18



                   23.       The 2015 Payment Service
                   Directive (PSD II) opened the
                   market to a new set of players by
                   enabling bank customers to use
                   third-party providers to manage
                   their payments. PSD II extended the
                   scope of payment services by
                   including third party providers, the
                   application of rules to transaction in
                   all currencies, and one-leg-out
                   transactions (transactions with parties
                   outside the European Economic
                   Area). PSD II transfers personal data
                   ownership from banks to their
                   customers, by enabling them to grant third-party providers (Account Information Service
                   Providers—AISPs) permission to access their account data stored by banks—which become
                   Account Servicing Payment Service Providers (ASPSP). The directive also regulates
                   initiation of payments, internal dispute resolution procedures and customer authentication.
                   Third parties would thus be able to make payments to merchants directly from consumers’
                   accounts, circumventing card schemes. Third parties would also be permitted to consolidate
                   multiple accounts or financial services in one place. Moreover, PSD II contains enhanced
                   security requirements (see Annex II).

                   24.       Implementation of PSD II, including transposition into national law across the
                   EU, has spanned several years, but some gaps in legislation are still present.
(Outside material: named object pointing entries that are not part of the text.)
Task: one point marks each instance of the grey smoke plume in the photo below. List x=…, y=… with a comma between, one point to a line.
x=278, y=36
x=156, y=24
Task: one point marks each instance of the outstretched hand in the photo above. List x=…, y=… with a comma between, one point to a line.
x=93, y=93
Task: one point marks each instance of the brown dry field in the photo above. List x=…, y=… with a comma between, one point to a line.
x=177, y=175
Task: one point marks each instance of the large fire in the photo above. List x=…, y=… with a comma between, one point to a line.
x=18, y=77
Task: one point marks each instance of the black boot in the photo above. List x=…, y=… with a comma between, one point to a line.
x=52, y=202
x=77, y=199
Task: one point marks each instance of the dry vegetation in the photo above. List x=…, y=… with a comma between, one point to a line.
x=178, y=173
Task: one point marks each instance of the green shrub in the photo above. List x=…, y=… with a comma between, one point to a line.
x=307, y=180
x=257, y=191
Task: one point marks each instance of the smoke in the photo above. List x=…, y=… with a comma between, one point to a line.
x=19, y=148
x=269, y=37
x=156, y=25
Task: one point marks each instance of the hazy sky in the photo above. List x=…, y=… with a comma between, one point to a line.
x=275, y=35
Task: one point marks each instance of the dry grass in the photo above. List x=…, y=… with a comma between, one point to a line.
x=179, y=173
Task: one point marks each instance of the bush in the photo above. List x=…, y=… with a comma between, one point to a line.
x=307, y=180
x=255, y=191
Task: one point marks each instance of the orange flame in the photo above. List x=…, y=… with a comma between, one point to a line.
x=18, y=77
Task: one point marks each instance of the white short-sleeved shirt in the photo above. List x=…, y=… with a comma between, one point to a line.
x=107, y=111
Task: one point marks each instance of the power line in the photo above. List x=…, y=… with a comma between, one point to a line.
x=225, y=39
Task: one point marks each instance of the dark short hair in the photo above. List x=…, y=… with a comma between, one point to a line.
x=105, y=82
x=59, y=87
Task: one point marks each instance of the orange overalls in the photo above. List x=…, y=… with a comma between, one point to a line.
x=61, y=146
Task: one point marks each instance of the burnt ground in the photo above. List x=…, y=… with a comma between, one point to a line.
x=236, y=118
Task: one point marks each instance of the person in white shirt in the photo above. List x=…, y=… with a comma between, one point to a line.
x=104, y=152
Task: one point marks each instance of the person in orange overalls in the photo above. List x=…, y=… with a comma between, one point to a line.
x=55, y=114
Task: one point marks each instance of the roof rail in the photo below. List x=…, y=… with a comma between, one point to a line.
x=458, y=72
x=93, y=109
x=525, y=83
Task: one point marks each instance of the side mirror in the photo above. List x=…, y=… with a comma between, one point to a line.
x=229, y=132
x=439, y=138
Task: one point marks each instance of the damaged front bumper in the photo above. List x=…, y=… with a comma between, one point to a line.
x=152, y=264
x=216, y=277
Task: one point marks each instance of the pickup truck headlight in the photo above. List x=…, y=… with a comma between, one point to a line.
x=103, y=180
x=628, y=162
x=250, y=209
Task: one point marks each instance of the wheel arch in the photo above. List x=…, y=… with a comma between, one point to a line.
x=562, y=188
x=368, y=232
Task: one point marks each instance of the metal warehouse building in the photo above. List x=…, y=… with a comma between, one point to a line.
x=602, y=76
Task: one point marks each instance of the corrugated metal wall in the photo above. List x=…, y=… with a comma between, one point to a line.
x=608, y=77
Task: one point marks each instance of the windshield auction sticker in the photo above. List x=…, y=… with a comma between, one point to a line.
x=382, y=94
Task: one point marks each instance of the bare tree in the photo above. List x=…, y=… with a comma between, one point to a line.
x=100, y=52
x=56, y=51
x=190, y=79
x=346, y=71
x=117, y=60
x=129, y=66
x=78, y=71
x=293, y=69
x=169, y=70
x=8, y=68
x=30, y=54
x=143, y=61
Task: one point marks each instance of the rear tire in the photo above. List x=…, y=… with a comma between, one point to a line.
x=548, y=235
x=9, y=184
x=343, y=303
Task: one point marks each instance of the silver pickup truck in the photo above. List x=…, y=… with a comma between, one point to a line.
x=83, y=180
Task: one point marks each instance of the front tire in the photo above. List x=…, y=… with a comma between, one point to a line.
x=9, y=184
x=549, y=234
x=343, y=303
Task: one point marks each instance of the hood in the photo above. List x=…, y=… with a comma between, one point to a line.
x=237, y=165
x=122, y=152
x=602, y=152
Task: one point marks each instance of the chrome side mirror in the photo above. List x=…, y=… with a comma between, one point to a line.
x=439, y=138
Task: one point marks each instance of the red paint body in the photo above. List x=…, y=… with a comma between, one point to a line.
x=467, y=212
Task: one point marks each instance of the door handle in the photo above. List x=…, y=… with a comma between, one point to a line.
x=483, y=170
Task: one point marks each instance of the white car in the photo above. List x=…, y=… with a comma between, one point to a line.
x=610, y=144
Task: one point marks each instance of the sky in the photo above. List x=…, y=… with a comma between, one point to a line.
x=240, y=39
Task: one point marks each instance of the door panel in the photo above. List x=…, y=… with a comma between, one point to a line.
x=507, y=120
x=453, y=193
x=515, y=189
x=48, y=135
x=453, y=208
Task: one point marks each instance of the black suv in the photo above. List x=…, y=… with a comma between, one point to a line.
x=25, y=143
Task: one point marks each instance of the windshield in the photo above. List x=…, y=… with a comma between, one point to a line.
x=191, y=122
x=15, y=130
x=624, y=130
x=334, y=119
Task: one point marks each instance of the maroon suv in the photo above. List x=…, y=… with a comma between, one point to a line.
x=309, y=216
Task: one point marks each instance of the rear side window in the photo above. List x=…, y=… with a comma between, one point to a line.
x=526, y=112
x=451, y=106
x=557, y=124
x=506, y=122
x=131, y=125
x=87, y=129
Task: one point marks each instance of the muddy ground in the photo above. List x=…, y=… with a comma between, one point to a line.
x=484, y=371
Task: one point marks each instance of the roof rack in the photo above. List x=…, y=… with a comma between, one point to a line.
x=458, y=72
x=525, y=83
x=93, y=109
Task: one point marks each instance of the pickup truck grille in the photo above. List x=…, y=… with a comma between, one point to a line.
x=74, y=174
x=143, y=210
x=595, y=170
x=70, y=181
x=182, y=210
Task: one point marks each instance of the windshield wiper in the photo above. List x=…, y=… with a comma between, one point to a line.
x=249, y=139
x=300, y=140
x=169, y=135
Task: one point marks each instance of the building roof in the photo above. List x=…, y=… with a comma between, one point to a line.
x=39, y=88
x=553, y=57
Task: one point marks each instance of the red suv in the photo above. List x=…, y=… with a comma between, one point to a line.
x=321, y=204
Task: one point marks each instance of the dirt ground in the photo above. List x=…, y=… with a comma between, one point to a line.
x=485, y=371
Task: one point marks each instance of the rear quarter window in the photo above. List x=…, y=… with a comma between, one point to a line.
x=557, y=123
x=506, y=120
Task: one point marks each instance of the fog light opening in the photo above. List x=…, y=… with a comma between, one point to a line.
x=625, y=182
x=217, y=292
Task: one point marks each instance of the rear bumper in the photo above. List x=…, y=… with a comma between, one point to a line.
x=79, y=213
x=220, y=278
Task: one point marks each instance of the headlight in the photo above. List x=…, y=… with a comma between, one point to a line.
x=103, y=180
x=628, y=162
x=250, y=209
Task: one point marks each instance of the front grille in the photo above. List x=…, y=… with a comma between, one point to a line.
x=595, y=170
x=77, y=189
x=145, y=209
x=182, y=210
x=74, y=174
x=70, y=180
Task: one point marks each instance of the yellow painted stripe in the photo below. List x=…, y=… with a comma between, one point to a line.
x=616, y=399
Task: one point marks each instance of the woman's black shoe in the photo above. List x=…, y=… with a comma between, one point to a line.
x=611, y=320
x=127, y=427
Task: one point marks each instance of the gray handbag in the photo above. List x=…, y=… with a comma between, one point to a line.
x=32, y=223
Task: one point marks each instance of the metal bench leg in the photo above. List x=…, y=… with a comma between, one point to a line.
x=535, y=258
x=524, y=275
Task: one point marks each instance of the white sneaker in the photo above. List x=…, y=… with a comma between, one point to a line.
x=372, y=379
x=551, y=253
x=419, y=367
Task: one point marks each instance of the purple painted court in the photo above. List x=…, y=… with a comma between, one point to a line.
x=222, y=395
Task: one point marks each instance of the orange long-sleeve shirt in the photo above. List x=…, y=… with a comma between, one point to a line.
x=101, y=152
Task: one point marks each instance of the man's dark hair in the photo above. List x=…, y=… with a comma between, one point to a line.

The
                   Directive mandated the European Banking Association (EBA) to develop technical standards
                   and guidelines in relation to payments security, authorization, passporting, and supervision.
                   However, the PSD II regulation was intended not to be prescriptive, but to facilitate
                   innovation and adaptation to member states’ circumstances. While PSD2 requires financial
                   institutions to share customer data with regulated third parties—if the customer provides
                   consent—it doesn’t mandate a specific technology. There are initiatives to create a common
                   application programing interface (API) standard, including NextGenPSD2 and Open banking
                   standards.  Banks have therefore adopted a mixed approach to implementation and seeking
                             12
                   to achieve minimum compliance with PSD II, while being lukewarm to customer-led
                                                                             13
                   solutions and innovation that provide access to third parties. The lack of a common
                   framework across the UK and the EU markets has tended to stall innovation, going against


                   12  NextGenPSD2 are the API standards developed by the Berlin Group—a group of banks, bank association and
                   payment service providers. Open Banking standards are the ones developed by U.K.’s Open Banking
                   Implementation Entity (OBIE).

                   13  Third party companies have pursued alternative like “screen scraping” in which a customer shares their
                   account credentials with them and uses these credentials to log into the relevant accounts and collect the data or
                   initiate a payment—circumventing the need to have an operational API.